Sejam todas muito bem-vindas ao Conchas, esse restaurante imaginário, literário e jamais apartidário. Na bancada da vida, eu estou sempre com as mulheres. Sempre.
Há quase um século, foi dona Virginia Loba (Woolf) que diagnosticou que, para escrever e viver, uma mulher precisa de um teto todo seu. Esse teto, tanto literal quanto metafórico, cobre naturalmente uma cozinha.
Ora, você deve concordar, nunca faltaram mulheres na cozinha: pelo menos não nos afazeres domésticos, aquele faz e limpa e seca e guarda, dia após dia.

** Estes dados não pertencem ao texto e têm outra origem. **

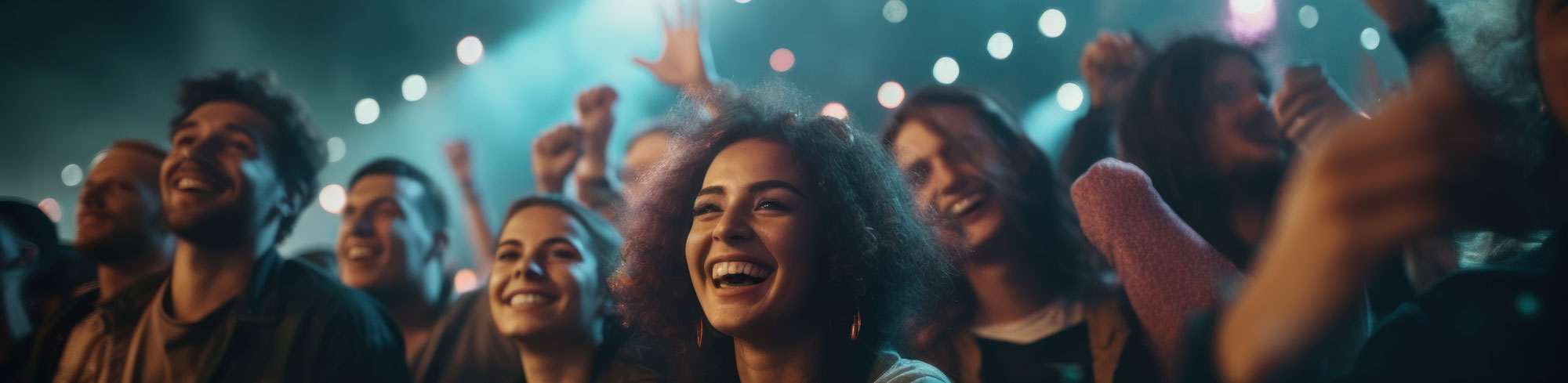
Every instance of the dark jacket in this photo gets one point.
(296, 323)
(466, 347)
(1117, 349)
(1476, 325)
(120, 320)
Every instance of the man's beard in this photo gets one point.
(225, 226)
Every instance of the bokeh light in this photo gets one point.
(470, 51)
(415, 87)
(1053, 23)
(895, 12)
(1001, 46)
(368, 110)
(336, 148)
(946, 70)
(1308, 16)
(835, 110)
(51, 209)
(1250, 21)
(333, 198)
(1370, 38)
(782, 60)
(96, 159)
(1070, 96)
(71, 175)
(465, 281)
(890, 95)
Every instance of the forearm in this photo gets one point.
(1296, 295)
(481, 237)
(595, 189)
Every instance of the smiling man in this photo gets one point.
(120, 226)
(393, 244)
(241, 170)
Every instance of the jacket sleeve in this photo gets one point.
(1166, 269)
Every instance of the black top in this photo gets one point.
(1062, 356)
(1479, 325)
(465, 345)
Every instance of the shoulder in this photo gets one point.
(893, 369)
(1111, 175)
(325, 298)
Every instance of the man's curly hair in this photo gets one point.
(885, 259)
(296, 148)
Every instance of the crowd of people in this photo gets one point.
(1200, 226)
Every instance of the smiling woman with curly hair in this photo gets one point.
(779, 247)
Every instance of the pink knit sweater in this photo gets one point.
(1166, 269)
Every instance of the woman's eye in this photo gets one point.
(703, 209)
(509, 255)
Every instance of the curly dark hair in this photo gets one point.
(604, 242)
(296, 148)
(1163, 131)
(432, 204)
(885, 259)
(1067, 261)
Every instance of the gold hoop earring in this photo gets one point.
(855, 327)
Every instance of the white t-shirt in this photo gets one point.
(895, 369)
(1048, 320)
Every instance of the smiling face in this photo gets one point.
(1241, 131)
(385, 240)
(219, 182)
(120, 211)
(951, 178)
(545, 283)
(753, 253)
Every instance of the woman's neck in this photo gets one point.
(1004, 283)
(562, 358)
(788, 360)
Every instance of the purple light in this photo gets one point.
(1252, 21)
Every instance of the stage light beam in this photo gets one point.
(1070, 96)
(782, 60)
(1308, 16)
(1000, 46)
(415, 87)
(946, 70)
(471, 51)
(336, 148)
(71, 175)
(895, 12)
(1370, 38)
(333, 198)
(1053, 23)
(890, 95)
(835, 110)
(368, 110)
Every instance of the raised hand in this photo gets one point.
(459, 161)
(597, 118)
(1308, 106)
(554, 154)
(1109, 65)
(684, 62)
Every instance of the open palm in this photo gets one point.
(683, 63)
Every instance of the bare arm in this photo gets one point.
(481, 237)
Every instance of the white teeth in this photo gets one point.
(528, 298)
(192, 184)
(358, 253)
(964, 204)
(722, 269)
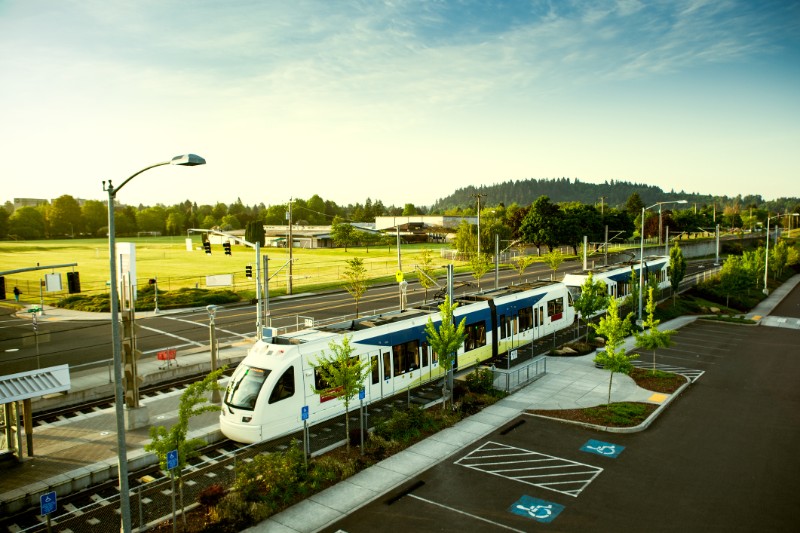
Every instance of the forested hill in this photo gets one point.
(524, 192)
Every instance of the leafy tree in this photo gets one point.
(480, 265)
(541, 224)
(425, 272)
(356, 279)
(521, 262)
(343, 234)
(593, 298)
(553, 259)
(4, 216)
(732, 277)
(65, 216)
(445, 341)
(27, 223)
(343, 375)
(634, 205)
(778, 258)
(614, 329)
(193, 402)
(677, 269)
(651, 338)
(578, 220)
(466, 238)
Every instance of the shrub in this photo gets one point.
(480, 381)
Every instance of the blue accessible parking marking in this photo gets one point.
(606, 449)
(540, 510)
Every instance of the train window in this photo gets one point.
(387, 365)
(406, 357)
(525, 319)
(284, 388)
(475, 336)
(375, 369)
(243, 391)
(555, 308)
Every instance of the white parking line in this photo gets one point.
(553, 473)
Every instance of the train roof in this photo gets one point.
(382, 319)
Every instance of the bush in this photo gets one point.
(481, 381)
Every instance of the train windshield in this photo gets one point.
(243, 390)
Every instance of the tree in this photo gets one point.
(521, 262)
(651, 338)
(254, 232)
(677, 269)
(65, 216)
(553, 258)
(614, 329)
(593, 298)
(356, 276)
(480, 265)
(342, 375)
(26, 223)
(634, 205)
(193, 402)
(425, 272)
(778, 258)
(732, 277)
(343, 234)
(445, 341)
(540, 225)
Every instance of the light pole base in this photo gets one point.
(136, 418)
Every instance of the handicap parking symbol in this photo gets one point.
(540, 510)
(606, 449)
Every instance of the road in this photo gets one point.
(87, 341)
(718, 459)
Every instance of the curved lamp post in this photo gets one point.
(116, 345)
(641, 250)
(766, 255)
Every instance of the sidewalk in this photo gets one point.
(570, 383)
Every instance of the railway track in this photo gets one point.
(97, 507)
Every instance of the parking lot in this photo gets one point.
(720, 458)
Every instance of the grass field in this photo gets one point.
(167, 259)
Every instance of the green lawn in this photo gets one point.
(175, 267)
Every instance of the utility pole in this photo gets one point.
(291, 242)
(478, 197)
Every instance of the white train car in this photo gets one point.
(617, 277)
(266, 394)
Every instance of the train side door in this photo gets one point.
(386, 372)
(374, 383)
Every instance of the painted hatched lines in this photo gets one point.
(689, 373)
(532, 468)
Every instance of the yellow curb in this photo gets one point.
(658, 397)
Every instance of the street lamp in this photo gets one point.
(116, 345)
(766, 255)
(641, 250)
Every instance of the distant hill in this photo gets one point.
(616, 193)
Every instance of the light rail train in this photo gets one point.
(270, 388)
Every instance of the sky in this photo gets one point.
(402, 101)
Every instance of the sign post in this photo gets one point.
(48, 503)
(172, 464)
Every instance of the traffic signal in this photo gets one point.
(73, 282)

Não faltam mulheres nas copas das empresas, no balcão das padarias e mercadinhos. Não faltam mulheres ofertando alento em forma de café, leite e bolo nas primeiras horas do dia, ao lado de paradas de ônibus e estações de metrô, em caixas térmicas que fazem as vezes de bancada.
E, no entanto, eu sinto falta delas. Das donas e proprietárias de si mesmas. Das representantes legislativas nas duas cúpulas da minha cidade do interior que calhou de ser capital do país.
Sinto falta de quem cozinha, mas pode não cozinhar se for o caso.
Sinto falta daquela que pariu e da que decidiu não parir. Da mulher que pode existir sem precisar se justificar em tudo; a que pode comer sem culpa, aquela que escolhe.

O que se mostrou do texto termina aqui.